Australia’s conservative Liberal-National federal government has ruled out introducing a national gas reservation policy, labelling it “ideological claptrap”.
The Industry Minister Ian Macfarlane said household gas prices in the nation’s most populous state, New South Wales, were likely to rise as it faced a gas shortfall in 2016.
AAP Newsagency reports Mr Macfarlane said it was up to the NSW politicians to stand up to anti-coal seam gas (CSG) activists who were delaying important domestic gas projects.
“There is no good reason for reservation policy. It is ideological claptrap,” Mr Macfarlane told AAP on the sidelines of the Australian Petroleum Production and Exploration Association (APPEA) conference in the West Australian state capital, Perth.

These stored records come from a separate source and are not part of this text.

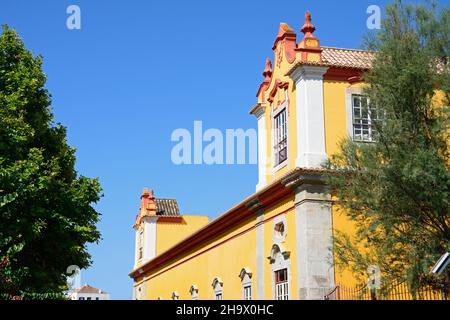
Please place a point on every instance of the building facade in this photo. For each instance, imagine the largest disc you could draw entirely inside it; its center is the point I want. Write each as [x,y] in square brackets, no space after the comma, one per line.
[277,243]
[88,292]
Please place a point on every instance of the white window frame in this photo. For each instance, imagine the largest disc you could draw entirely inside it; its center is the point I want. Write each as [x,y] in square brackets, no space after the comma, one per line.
[141,245]
[217,285]
[275,113]
[193,290]
[282,288]
[280,259]
[247,286]
[350,94]
[247,292]
[278,236]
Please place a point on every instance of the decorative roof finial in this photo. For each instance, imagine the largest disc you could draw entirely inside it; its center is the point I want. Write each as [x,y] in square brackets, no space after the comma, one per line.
[308,28]
[145,192]
[268,69]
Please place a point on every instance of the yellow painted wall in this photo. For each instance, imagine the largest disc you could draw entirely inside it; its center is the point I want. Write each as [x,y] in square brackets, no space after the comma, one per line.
[224,257]
[201,266]
[286,206]
[170,233]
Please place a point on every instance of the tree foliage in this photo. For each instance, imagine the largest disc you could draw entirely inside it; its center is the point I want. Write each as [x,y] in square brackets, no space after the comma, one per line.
[396,190]
[46,212]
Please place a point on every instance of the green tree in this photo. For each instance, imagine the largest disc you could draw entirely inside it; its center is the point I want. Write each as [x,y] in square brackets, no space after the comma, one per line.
[46,212]
[396,190]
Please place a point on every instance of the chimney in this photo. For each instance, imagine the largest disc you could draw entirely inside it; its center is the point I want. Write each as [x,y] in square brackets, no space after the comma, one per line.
[309,46]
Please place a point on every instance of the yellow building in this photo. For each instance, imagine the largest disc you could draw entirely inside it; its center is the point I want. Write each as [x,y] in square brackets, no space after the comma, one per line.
[275,244]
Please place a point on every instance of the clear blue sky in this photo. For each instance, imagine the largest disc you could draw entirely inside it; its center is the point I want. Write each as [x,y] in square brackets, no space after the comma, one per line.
[136,71]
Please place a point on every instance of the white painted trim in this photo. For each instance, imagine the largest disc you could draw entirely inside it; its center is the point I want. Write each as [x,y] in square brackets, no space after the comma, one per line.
[276,238]
[273,114]
[278,263]
[311,151]
[149,238]
[262,147]
[314,242]
[349,92]
[260,255]
[246,281]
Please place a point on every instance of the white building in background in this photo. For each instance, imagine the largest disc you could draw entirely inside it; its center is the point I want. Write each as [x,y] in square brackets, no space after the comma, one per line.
[87,292]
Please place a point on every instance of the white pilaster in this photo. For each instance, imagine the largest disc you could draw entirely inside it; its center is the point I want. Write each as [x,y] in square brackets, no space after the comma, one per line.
[260,255]
[136,248]
[310,116]
[314,242]
[259,112]
[149,238]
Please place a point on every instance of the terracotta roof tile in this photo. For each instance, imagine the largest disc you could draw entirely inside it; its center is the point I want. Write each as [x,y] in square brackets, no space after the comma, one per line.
[347,58]
[88,289]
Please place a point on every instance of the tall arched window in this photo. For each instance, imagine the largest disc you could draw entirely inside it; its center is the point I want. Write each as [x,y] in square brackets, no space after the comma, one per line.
[217,286]
[246,280]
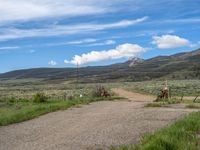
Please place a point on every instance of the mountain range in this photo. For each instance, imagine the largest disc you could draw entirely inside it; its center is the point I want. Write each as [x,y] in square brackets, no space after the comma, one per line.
[179,66]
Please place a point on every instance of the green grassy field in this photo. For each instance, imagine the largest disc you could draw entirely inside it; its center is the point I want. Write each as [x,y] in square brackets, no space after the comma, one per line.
[14,111]
[177,87]
[184,134]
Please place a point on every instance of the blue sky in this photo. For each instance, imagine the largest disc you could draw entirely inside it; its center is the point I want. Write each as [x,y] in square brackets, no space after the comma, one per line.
[63,33]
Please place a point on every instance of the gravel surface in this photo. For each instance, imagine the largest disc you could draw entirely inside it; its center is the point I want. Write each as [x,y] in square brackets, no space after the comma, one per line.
[98,125]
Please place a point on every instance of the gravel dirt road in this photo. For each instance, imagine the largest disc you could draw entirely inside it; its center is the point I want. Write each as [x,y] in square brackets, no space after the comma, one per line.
[98,125]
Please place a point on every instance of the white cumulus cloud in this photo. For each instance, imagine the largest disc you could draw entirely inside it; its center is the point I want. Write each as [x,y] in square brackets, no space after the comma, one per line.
[52,62]
[169,41]
[57,30]
[122,51]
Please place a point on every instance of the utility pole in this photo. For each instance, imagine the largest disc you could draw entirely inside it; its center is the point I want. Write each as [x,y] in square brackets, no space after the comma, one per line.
[77,74]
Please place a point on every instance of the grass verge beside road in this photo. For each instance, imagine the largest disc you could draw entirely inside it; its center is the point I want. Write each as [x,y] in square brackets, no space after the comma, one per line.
[22,110]
[183,134]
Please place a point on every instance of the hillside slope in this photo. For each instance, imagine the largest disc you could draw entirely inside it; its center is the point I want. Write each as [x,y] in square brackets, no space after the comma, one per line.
[178,66]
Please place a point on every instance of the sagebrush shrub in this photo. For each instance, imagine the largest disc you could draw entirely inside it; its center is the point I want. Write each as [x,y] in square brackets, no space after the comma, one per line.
[39,98]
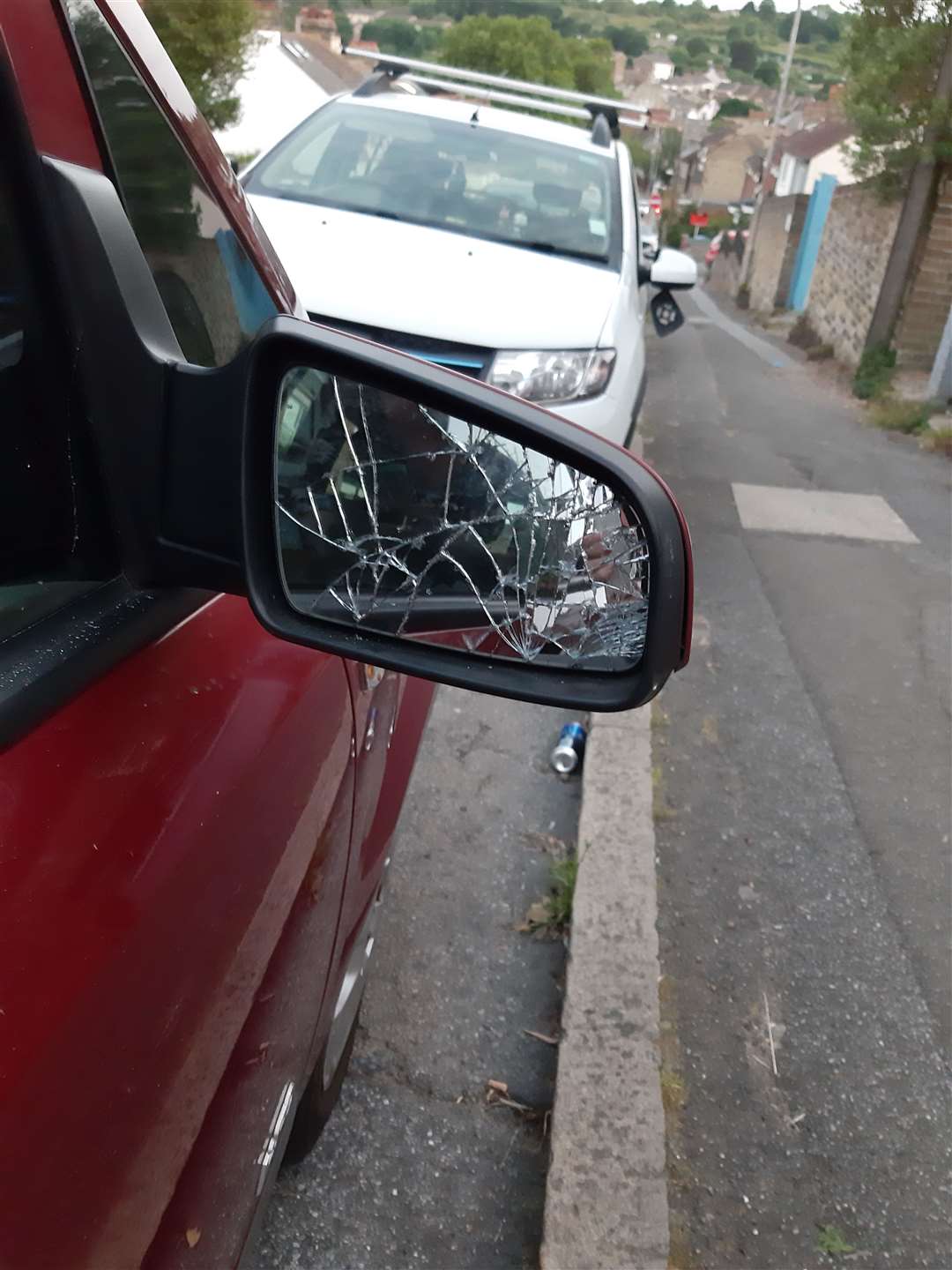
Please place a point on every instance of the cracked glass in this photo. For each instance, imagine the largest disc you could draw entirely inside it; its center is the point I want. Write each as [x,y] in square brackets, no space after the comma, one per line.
[400,519]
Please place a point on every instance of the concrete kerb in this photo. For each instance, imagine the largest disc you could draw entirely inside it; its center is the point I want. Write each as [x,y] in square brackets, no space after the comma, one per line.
[607,1192]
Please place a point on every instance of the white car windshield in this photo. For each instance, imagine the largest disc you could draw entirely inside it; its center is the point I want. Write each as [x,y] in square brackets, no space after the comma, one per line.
[450,176]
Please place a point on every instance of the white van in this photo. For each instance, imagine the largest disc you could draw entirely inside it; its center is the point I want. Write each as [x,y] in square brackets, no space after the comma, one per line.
[496,243]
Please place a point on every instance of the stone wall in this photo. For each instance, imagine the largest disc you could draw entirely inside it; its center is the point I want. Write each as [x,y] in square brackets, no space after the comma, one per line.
[856,245]
[929,296]
[777,240]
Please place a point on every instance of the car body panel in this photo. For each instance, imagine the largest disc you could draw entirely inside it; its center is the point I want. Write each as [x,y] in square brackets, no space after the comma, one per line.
[176,880]
[146,52]
[514,297]
[158,831]
[417,279]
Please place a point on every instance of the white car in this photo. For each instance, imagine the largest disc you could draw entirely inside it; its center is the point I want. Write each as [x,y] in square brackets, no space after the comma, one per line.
[492,242]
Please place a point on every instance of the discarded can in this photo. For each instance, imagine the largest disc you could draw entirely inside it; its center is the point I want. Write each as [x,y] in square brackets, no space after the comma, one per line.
[571,746]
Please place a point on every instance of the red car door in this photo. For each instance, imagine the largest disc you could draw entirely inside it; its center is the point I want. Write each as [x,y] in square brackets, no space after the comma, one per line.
[176,787]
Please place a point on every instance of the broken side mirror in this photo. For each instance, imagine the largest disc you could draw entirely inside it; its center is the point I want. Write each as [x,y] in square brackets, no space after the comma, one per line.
[406,516]
[371,504]
[672,271]
[666,312]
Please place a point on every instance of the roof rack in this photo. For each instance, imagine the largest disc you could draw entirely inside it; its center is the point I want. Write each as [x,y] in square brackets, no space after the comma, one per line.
[508,92]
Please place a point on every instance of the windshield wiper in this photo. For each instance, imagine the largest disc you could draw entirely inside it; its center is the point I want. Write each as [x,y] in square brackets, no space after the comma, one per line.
[551,249]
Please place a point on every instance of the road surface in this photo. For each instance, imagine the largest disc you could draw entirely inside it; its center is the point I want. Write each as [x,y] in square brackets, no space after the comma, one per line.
[414,1169]
[802,805]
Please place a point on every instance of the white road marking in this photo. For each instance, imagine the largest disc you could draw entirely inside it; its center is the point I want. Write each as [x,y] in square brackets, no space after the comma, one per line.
[819,512]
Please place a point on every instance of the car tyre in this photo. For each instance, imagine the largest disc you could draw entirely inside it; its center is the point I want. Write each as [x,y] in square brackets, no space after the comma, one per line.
[317,1102]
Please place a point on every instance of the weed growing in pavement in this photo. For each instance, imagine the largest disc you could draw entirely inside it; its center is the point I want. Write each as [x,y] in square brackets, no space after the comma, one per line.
[899,415]
[660,808]
[802,334]
[559,903]
[874,372]
[831,1243]
[673,1091]
[554,915]
[938,439]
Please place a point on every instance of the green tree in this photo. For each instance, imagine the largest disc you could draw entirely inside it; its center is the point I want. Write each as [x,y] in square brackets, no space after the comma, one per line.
[744,55]
[628,40]
[671,149]
[734,108]
[210,41]
[591,66]
[401,37]
[346,28]
[530,49]
[893,57]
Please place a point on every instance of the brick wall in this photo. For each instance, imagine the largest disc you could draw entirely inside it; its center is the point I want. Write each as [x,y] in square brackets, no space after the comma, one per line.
[776,250]
[845,285]
[929,296]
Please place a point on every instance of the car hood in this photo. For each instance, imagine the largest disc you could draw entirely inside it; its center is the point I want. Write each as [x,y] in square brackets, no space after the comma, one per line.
[430,282]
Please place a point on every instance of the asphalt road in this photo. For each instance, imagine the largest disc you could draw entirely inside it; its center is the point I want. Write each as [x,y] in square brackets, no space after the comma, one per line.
[802,807]
[414,1169]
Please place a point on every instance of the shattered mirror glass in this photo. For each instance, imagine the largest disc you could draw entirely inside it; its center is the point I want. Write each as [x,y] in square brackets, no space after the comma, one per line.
[398,519]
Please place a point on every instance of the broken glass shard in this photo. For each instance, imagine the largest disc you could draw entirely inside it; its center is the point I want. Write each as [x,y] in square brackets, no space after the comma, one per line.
[398,519]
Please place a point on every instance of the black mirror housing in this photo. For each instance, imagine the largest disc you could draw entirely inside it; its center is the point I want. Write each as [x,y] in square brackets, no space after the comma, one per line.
[188,458]
[287,343]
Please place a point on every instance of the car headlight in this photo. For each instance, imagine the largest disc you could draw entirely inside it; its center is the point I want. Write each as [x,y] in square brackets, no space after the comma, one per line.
[546,376]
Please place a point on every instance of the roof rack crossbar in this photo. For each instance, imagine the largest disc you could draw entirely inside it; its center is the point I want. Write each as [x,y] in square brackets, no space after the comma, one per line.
[490,94]
[401,65]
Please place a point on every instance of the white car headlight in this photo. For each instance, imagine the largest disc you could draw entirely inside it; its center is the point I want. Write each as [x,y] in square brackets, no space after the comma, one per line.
[546,376]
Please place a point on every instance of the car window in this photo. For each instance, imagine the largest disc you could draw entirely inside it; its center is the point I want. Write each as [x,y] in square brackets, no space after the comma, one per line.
[212,292]
[42,537]
[450,176]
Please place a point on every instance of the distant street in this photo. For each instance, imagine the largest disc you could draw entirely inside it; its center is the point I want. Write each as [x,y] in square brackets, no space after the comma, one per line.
[802,802]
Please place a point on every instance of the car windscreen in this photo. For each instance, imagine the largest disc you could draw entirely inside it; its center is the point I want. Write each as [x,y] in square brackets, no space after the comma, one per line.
[450,176]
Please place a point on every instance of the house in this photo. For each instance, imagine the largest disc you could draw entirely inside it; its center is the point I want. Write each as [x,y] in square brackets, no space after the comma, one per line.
[725,164]
[755,170]
[315,20]
[824,150]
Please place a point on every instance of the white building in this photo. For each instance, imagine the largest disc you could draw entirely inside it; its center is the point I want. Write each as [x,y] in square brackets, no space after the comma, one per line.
[824,150]
[276,95]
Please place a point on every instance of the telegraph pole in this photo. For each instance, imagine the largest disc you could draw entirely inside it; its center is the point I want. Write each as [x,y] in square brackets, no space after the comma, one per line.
[770,147]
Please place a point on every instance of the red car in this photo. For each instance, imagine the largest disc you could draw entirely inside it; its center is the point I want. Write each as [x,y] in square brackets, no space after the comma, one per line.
[225,534]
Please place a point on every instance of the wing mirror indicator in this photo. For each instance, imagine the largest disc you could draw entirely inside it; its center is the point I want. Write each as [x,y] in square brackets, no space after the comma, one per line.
[369,504]
[666,312]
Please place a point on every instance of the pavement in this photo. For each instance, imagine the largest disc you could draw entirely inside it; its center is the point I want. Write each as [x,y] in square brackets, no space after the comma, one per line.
[802,819]
[607,1198]
[415,1169]
[788,1061]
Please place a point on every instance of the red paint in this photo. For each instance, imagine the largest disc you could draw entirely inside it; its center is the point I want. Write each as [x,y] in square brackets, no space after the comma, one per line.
[46,78]
[145,51]
[195,788]
[184,851]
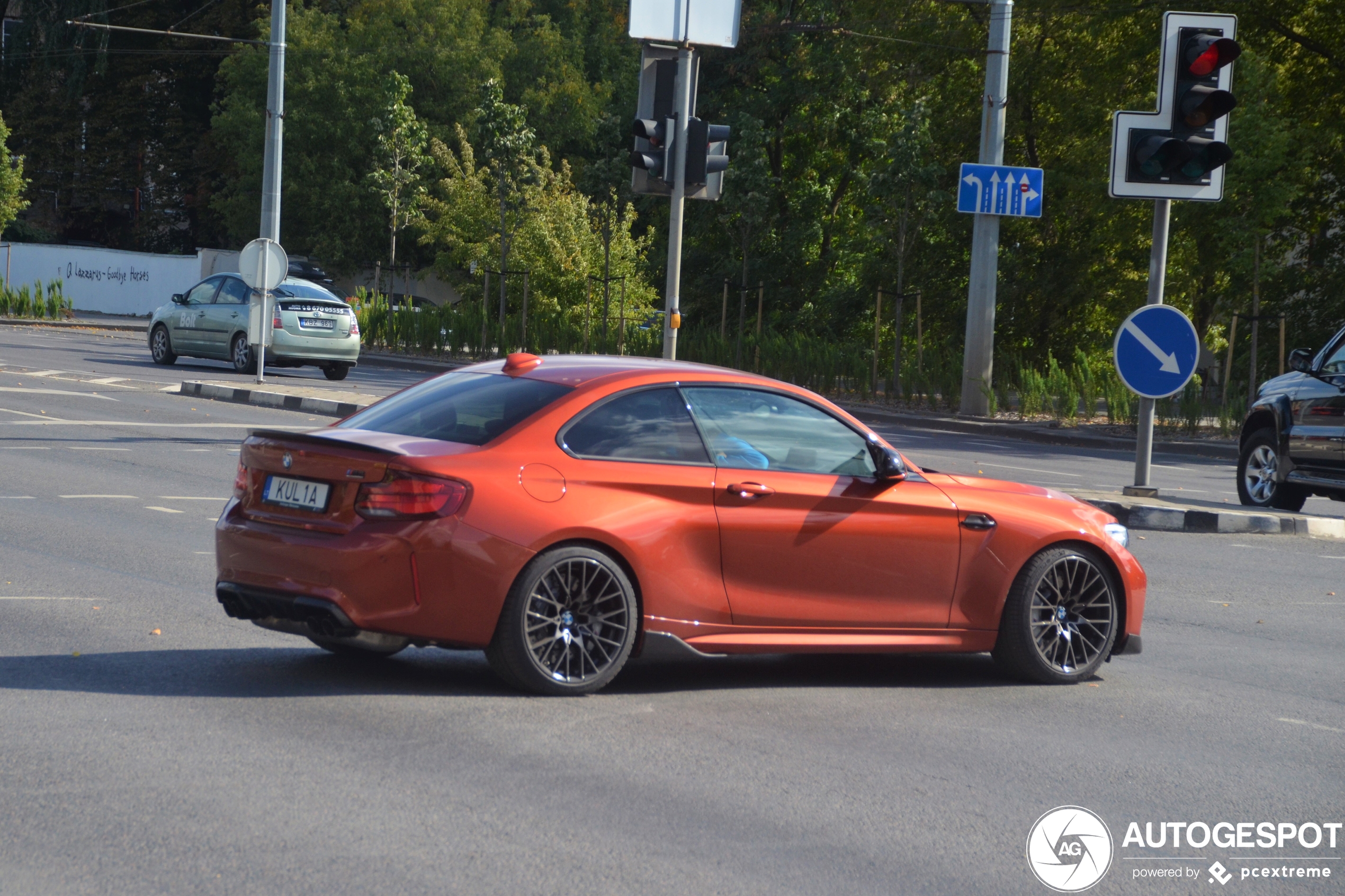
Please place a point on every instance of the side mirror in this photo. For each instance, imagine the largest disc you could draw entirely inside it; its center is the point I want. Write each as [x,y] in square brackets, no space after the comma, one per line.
[888,462]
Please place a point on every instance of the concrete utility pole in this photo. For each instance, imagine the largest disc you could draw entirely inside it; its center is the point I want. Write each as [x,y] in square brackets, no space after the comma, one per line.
[978,354]
[681,111]
[275,126]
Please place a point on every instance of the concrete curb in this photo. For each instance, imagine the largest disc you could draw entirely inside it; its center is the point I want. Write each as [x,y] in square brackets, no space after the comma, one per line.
[74,325]
[1029,432]
[323,407]
[1219,521]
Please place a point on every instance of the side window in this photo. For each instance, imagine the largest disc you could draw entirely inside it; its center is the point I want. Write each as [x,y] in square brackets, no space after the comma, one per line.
[1334,364]
[650,424]
[203,292]
[750,429]
[235,292]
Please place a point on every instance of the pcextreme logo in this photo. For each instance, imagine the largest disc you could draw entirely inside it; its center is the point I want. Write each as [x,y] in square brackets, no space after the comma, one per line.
[1070,849]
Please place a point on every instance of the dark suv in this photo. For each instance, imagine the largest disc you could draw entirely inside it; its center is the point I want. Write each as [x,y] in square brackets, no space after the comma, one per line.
[1293,443]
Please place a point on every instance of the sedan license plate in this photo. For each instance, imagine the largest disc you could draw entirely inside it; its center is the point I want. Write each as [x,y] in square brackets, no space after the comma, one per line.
[297,493]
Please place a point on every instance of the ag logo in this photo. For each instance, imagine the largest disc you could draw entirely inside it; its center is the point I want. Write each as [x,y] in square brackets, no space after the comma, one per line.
[1070,849]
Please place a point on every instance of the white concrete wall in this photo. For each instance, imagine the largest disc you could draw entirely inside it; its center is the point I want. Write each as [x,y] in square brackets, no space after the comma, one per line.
[106,280]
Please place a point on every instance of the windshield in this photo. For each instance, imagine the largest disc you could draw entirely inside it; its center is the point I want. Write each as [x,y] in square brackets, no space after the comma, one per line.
[459,407]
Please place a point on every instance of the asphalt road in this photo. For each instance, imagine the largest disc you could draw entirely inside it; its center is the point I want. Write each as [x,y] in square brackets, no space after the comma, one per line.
[220,758]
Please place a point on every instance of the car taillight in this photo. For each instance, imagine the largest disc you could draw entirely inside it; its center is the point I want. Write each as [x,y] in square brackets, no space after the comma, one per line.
[409,497]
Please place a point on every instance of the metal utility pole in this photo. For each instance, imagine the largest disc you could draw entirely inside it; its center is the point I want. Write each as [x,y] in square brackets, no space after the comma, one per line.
[275,126]
[1157,272]
[681,112]
[978,354]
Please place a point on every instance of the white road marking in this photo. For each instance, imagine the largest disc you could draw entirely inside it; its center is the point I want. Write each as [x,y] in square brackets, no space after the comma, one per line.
[1299,722]
[2,598]
[57,392]
[128,423]
[1030,470]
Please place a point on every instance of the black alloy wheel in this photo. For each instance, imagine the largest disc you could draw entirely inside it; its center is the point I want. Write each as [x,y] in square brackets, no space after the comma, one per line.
[568,623]
[1060,619]
[241,355]
[1258,466]
[160,349]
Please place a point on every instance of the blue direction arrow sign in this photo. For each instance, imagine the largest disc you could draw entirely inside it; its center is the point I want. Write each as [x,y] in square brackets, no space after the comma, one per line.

“You haven’t got the gas in NSW to reserve and in Western Australia, if you ask anyone they’ll tell you it’s corrupted the market and affected supply.”
AAP reports he said the federal government would destroy the nation’s sovereign risk profile if it prevented the export of unconventional gas from Queensland or tried to control the price of domestic gas.
“In the end, this is a NSW issue. There’s not much we can do and there’s not much we’re prepared to do.”
Mr Macfarlane said he was unsure how NSW would meet demand without pushing ahead with CSG projects.
However, he said, the government would “see what happens” in relation to providing assistance to manufacturers.
The minister confirmed NSW households would pay more for gas but said there was unlikely to be shortages this winter.
He also predicted offshore floating LNG projects would ramp up alongside existing large onshore projects in WA, Queensland and the Northern Territory capital, Darwin.
After significant delays, Mr Macfarlane urged Woodside Petroleum and its partners to push ahead with its Browse floating LNG project off WA.
“We need to get on with Browse. We lost a lot of time on James Price Point,” he said.
Meanwhile, Santos vice president of Eastern Australia James Baulderstone said 100,000 manufacturing jobs on Australia’s east coast were at stake as 45 per cent of the industry relied on gas.
“If we can’t get sufficient supply, particularly supply in NSW, the only state that effectively doesn’t produce any gas at the moment, there are severe consequences,” he said.
An inability to supply gas would ultimately affect people’s standard of living, he said.